Anne Simmons
Low tide at Sunday Island has revealed many unusual and sometimes grim artefacts for a member of the Para Park game reserve cooperative, Ron Mayze.
Mr Mayze, who lives in Traralgon, said in his 55 years of involvement with the private island off the coast of Port Albert he had twice come across human remains as the most macabre of his finds.
About 30 years ago his wife Thelma found a message in a bottle from an English boy they believe tossed it from a ship outside of Melbourne but their investigations ground to a halt there.
On December 5, however, Mr Mayze found something that connected him to a moment in the past – July 10, 1990 to be precise.
He was on an annual patrol walk, crossing tidal rivers, through mangroves and silver tussock when he found a clear soft drink bottle, tightly sealed with its lid rusted on.
“I was lucky enough to be cutting through the bush there because I was tired and it was time to get out of there and just happened to walk in the right place at the right time and saw this bit of white,” Mr Mayze said.
The bottle contained a rolled up note from two boys from Elsternwick who wrote they “let fly” the object at Port Albert and asked the recipient to send back information about themselves “if ya like”.
On the back were some drawings of guns.
Mr Mayze phoned the number left by the letter writers, Cameron and Ben Rogers, but the number led him no closer to their trail.
Later, with some “luck”, Mr Mayze traced down the brothers’ father Tony with the help of the Yarram Standard and learnt the boys were at their holiday house at Port Albert when the bottle was thrown.
Mr Rogers said he remembered Ben and Cameron were nine and 11-years-old, respectively, and on holidays they would be fishing and “fooling around” under the lights at the wharf at night.
“I’ve asked them both and they do remember doing it – so they wrote a little note, sealed the bottle and … they were thinking someone over the other side of the world might find it and get in touch with them but it didn’t go that far,” Mr Rogers said.
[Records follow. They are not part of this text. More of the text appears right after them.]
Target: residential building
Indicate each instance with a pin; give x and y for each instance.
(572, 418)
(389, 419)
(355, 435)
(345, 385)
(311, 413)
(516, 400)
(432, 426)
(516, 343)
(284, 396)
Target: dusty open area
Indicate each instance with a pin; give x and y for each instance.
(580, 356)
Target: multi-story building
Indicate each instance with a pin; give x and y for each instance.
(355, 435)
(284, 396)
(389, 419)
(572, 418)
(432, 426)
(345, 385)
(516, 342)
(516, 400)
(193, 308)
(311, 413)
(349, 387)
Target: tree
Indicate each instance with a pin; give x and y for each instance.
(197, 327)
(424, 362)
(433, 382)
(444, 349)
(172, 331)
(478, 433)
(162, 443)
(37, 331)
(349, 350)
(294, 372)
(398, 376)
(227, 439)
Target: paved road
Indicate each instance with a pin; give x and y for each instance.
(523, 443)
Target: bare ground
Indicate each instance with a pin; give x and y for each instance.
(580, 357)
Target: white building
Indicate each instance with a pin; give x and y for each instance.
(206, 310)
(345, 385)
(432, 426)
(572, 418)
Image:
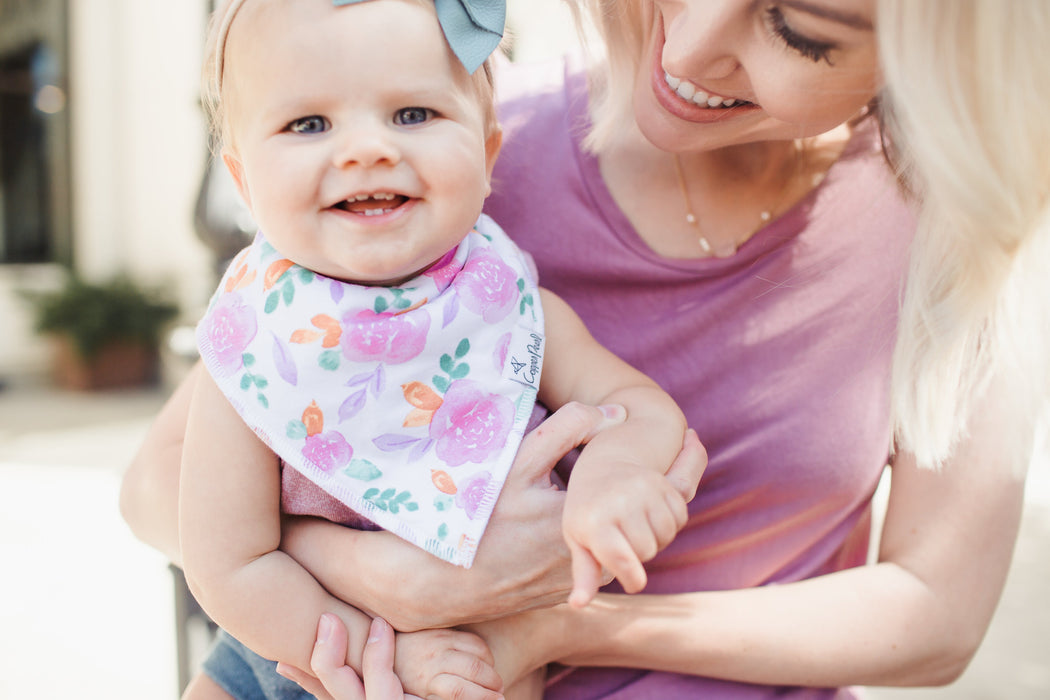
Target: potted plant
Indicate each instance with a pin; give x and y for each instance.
(106, 335)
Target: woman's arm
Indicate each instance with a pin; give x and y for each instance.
(149, 490)
(524, 535)
(915, 618)
(522, 561)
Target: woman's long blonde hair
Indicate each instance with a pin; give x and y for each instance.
(967, 106)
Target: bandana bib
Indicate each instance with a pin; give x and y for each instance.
(405, 403)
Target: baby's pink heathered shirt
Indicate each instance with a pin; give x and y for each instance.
(779, 356)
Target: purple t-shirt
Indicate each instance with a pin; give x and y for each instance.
(779, 356)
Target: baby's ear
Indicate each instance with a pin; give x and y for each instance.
(236, 169)
(492, 145)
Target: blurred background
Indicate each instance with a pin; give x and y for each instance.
(104, 174)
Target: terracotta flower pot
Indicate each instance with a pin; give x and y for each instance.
(118, 364)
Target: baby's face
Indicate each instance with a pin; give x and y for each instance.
(357, 139)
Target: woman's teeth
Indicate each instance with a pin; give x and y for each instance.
(692, 93)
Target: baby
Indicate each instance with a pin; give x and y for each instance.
(381, 342)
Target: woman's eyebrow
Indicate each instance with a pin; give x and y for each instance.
(831, 13)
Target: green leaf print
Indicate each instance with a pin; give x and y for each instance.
(363, 470)
(390, 500)
(447, 363)
(329, 360)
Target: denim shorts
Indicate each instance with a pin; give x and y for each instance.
(246, 675)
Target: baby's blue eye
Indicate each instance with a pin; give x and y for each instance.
(313, 124)
(412, 115)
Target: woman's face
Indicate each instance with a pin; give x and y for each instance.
(725, 72)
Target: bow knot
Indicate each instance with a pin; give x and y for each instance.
(471, 27)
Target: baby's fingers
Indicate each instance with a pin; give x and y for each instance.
(586, 576)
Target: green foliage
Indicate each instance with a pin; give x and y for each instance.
(95, 314)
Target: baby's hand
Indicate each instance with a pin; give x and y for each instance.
(446, 663)
(617, 516)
He assumed it must have been a very high tide which pushed the bottle along and helped preserve it amongst the tussocks where Mr Mayze found it.
Ben lives in the region today and his brother Cameron is a lawyer in Adelaide.
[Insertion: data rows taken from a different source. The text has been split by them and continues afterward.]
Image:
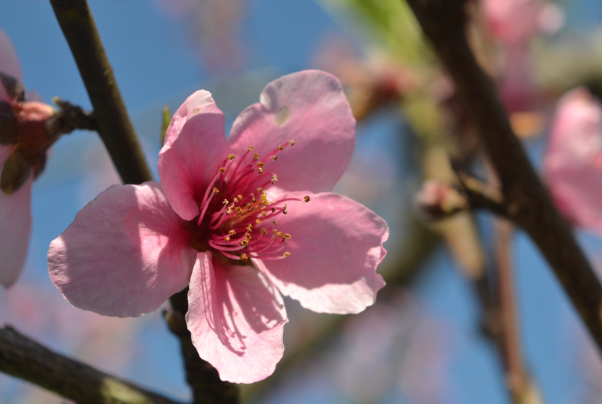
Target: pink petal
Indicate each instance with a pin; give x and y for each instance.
(335, 248)
(9, 62)
(310, 108)
(573, 162)
(236, 319)
(195, 144)
(15, 227)
(124, 254)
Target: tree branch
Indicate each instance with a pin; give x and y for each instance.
(443, 22)
(114, 126)
(117, 133)
(26, 359)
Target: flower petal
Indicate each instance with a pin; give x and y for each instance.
(236, 319)
(573, 162)
(15, 227)
(310, 108)
(9, 62)
(195, 144)
(124, 254)
(335, 248)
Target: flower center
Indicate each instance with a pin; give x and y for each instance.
(236, 217)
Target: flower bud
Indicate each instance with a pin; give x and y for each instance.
(437, 200)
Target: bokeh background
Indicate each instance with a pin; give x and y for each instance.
(422, 342)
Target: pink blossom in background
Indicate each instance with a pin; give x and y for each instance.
(213, 26)
(513, 23)
(238, 220)
(15, 209)
(573, 162)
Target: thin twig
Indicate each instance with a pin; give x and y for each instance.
(28, 360)
(207, 388)
(114, 126)
(443, 22)
(118, 135)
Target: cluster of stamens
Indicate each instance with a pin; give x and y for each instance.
(243, 224)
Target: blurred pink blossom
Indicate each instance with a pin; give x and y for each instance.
(573, 162)
(202, 226)
(15, 209)
(513, 23)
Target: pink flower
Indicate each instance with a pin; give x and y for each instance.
(15, 209)
(573, 162)
(236, 220)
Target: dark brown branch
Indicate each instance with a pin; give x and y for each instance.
(114, 126)
(443, 22)
(26, 359)
(118, 135)
(207, 388)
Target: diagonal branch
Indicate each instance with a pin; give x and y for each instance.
(443, 22)
(26, 359)
(118, 135)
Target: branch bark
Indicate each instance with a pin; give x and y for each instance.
(26, 359)
(119, 138)
(443, 22)
(114, 126)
The Rogers have firm ties to the Yarram region with Tony’s grandfather, Jack Stockwell, having a “quite prominent” local name.
“They [the Stockwells] were responsible for doing a lot of building of shops in the main street and they owned the original golf course in Yarram,” he said.
“I can remember my mum telling me she used to take sheep out on Sunday Island and let them loose all over winter.”
Mr Mayze offered to return the bottle to the family but Mr Rogers said he was happy for it to be displayed in the island co-operative’s reference centre where he knows there is other “paraphernalia” from his family history.
Mr Mayze has also invited the family down to the island in the New Year.